To begin with, it just didn’t make sense to my logical loving brain. Our car will seat us all, but just barely and not comfortably. Part of the key to success for long road trips for my kids is that they each have their own corner of the car to retreat to and namely that they not have to be touching each other. With all of us in the car, that won’t be possible.

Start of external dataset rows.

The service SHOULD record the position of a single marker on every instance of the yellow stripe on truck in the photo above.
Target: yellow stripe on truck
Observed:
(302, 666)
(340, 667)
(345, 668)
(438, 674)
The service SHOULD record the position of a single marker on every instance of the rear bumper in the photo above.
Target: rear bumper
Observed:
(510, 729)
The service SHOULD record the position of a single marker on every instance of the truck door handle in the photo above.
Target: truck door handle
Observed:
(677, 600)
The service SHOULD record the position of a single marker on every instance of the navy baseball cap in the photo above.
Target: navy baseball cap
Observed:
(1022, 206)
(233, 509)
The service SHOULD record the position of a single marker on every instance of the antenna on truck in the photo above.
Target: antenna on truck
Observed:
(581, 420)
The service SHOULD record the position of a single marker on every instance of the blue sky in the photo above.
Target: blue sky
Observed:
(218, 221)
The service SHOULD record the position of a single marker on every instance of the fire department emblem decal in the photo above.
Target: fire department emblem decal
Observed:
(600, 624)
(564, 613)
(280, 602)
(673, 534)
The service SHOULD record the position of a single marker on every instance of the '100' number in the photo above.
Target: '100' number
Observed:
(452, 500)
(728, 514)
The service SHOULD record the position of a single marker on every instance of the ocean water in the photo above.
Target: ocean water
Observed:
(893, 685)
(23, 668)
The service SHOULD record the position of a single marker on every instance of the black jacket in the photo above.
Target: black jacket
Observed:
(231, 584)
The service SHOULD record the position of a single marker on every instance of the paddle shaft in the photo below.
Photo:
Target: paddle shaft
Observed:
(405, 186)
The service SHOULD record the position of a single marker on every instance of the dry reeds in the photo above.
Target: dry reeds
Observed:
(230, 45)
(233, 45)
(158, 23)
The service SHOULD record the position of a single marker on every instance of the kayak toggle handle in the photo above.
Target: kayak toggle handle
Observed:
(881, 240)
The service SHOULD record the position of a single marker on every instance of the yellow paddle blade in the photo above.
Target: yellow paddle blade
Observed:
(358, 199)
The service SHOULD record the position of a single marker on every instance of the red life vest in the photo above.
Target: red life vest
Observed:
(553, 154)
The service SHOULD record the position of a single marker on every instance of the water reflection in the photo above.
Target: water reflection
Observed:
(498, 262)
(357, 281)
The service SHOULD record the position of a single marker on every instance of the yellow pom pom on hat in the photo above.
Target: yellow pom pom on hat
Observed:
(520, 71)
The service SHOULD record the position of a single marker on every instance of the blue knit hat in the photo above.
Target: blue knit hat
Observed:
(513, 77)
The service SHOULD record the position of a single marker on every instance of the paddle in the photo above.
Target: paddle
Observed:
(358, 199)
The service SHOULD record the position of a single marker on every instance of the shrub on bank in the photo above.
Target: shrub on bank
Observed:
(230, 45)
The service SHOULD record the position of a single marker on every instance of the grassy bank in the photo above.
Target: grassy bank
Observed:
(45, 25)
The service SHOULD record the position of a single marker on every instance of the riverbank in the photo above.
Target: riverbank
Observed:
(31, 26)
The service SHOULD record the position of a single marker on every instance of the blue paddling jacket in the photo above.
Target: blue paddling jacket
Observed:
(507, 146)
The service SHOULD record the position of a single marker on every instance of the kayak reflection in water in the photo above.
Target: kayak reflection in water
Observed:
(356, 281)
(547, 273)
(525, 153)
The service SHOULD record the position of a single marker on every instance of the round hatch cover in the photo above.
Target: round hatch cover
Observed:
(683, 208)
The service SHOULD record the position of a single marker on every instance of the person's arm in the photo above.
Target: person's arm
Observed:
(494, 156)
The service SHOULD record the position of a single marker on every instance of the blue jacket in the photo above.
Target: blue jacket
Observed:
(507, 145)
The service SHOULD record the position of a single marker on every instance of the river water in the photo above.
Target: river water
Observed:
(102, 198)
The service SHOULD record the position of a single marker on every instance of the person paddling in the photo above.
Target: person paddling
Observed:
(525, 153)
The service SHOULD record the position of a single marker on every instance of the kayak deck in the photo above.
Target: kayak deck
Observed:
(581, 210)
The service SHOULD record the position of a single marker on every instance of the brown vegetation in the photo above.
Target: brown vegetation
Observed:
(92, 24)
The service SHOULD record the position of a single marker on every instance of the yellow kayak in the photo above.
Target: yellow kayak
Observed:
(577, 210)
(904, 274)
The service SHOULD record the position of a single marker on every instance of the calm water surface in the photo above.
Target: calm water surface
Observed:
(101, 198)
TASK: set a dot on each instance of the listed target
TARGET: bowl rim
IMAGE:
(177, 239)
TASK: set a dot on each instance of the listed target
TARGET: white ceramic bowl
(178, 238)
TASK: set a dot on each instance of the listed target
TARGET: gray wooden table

This plan has meant an entirely new set of logistics for us to work out - now we need a roof top luggage carrier, we’re not sure if we’ll stop along the way or drive straight through (because we potentially have another driver now), and then there is the matter of getting my in-laws to their house, which adds a lot more time to the trip.
And I couldn’t help but wonder if my in-laws had really thought through the ramifications of driving 18+ hours with the 4 grandchildren they had just spent a week with?
I’ve told lots of people about this plan. It’s made for a great story as I made new friends this past weekend and gotten a lot of laughs and good luck wishes. I was trying to adopt a good attitude about it, but I was kind of failing.
I’ll admit it.
But now - message received. It will be ok. It will be precious, special time that my kids will get to spend with their grandparents. Time spent together isn’t always convenient. It rarely happens without effort and even sacrifice. My children may retreat to their rooms and collapse in a frenzied state of relief when we return home and they may be miserable for much of the drive.
But they will always remember the trip, and the time spent together and if we’re very, very lucky - there will be lots of stories they’ll have to tell as a result.